Scale-dependent variability of global earthquake rate fluctuations: statistical limits of seismic quiescence detection
摘要
Seismic quiescence, commonly defined as a transient decrease in earthquake occurrence rate, has long been discussed as a potential precursor to large earthquakes. However, its statistical detectability at the global scale remains controversial due to finite-sample variability, clustering, and the implicit multiple-testing problem associated with scanning long seismicity records. Here we quantitatively assess the statistical limits of detecting global seismic quiescence using a multiscale, null-hypothesis–driven framework applied to modern global earthquake catalogs.

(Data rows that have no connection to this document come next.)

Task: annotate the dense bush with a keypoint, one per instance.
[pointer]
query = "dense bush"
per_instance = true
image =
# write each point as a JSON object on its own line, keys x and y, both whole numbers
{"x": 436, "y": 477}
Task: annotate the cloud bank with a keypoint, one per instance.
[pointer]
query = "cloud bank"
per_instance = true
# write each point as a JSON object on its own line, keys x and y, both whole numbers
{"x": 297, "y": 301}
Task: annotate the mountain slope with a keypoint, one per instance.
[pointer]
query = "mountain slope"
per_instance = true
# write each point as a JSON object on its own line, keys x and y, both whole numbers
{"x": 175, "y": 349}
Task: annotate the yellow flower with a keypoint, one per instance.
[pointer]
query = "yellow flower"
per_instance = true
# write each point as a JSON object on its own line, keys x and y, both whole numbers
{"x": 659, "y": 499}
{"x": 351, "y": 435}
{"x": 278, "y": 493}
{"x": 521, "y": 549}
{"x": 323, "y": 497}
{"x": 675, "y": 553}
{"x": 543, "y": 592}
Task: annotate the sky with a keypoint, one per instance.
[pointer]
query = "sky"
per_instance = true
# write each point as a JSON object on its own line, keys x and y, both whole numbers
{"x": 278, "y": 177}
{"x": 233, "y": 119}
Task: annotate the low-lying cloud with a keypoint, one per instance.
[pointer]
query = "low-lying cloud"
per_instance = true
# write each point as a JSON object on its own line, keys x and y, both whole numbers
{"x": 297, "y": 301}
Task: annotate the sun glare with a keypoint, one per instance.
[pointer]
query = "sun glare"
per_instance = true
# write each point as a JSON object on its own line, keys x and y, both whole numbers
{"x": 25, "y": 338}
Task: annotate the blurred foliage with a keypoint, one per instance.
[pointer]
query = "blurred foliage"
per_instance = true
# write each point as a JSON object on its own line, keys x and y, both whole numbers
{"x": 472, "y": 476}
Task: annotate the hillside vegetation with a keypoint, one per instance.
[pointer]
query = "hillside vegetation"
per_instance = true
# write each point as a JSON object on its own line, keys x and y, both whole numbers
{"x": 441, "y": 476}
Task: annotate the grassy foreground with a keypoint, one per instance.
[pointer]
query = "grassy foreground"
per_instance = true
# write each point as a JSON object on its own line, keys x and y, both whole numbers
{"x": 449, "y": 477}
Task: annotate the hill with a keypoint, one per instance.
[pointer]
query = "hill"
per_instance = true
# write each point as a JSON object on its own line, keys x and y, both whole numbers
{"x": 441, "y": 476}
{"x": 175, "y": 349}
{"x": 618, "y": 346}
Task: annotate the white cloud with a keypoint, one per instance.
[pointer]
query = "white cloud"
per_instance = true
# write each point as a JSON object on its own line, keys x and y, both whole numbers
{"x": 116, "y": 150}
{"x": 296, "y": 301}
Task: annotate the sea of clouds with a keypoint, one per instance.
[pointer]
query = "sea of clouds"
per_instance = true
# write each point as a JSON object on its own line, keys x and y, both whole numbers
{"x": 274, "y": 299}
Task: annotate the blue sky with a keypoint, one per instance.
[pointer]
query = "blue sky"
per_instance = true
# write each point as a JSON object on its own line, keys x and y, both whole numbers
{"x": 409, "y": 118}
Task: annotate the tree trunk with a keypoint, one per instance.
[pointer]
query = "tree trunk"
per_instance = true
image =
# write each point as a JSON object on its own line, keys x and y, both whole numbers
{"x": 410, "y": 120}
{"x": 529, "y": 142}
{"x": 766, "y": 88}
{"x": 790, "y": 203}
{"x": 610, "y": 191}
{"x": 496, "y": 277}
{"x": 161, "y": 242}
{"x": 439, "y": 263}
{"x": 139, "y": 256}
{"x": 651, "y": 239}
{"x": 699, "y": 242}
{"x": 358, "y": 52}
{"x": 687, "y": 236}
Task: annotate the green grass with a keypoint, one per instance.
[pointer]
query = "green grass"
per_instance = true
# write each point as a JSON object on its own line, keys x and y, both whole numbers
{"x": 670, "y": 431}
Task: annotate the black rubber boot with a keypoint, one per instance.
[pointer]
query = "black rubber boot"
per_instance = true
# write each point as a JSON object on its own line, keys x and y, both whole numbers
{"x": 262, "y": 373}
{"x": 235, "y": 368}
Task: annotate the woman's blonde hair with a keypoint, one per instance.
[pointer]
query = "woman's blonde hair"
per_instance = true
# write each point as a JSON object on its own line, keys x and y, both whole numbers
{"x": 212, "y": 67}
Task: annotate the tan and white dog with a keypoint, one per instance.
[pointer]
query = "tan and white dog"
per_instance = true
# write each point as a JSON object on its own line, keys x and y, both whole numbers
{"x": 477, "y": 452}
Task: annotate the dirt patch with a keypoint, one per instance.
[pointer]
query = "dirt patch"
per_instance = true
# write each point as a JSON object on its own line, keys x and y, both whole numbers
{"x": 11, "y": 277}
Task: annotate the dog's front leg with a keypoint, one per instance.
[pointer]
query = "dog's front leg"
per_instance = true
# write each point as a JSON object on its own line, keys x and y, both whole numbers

We analyze global seismicity from 1973 to 2026 using centered sliding windows spanning sub-annual to decadal timescales and estimate scale-dependent earthquake rates. Rate fluctuations are standardized within each scale and evaluated against analytically specified stationary baseline models, including both a homogeneous Poisson process and an overdispersed Negative Binomial null calibrated to the empirical mean–variance relationship of sliding-window counts. Statistical significance of apparent rate deficits is assessed using one-sided analytical p-values derived under each null model and controlled for multiple testing through scale-wise and pooled false discovery rate procedures. Results show that variability in the global earthquake rate is strongly scale dependent and statistically indistinguishable from fluctuations expected under stationary null models once empirical overdispersion and multiplicity are explicitly accounted for. While numerous apparent rate deficits emerge when uncorrected thresholds are applied, none survive multiplicity control at conventional levels under either null specification. This conclusion is robust across temporal scales, magnitude thresholds, and null model formulations. These findings delineate fundamental statistical limits on detecting global seismic quiescence within a sliding-window framework under explicit variance modeling and error control.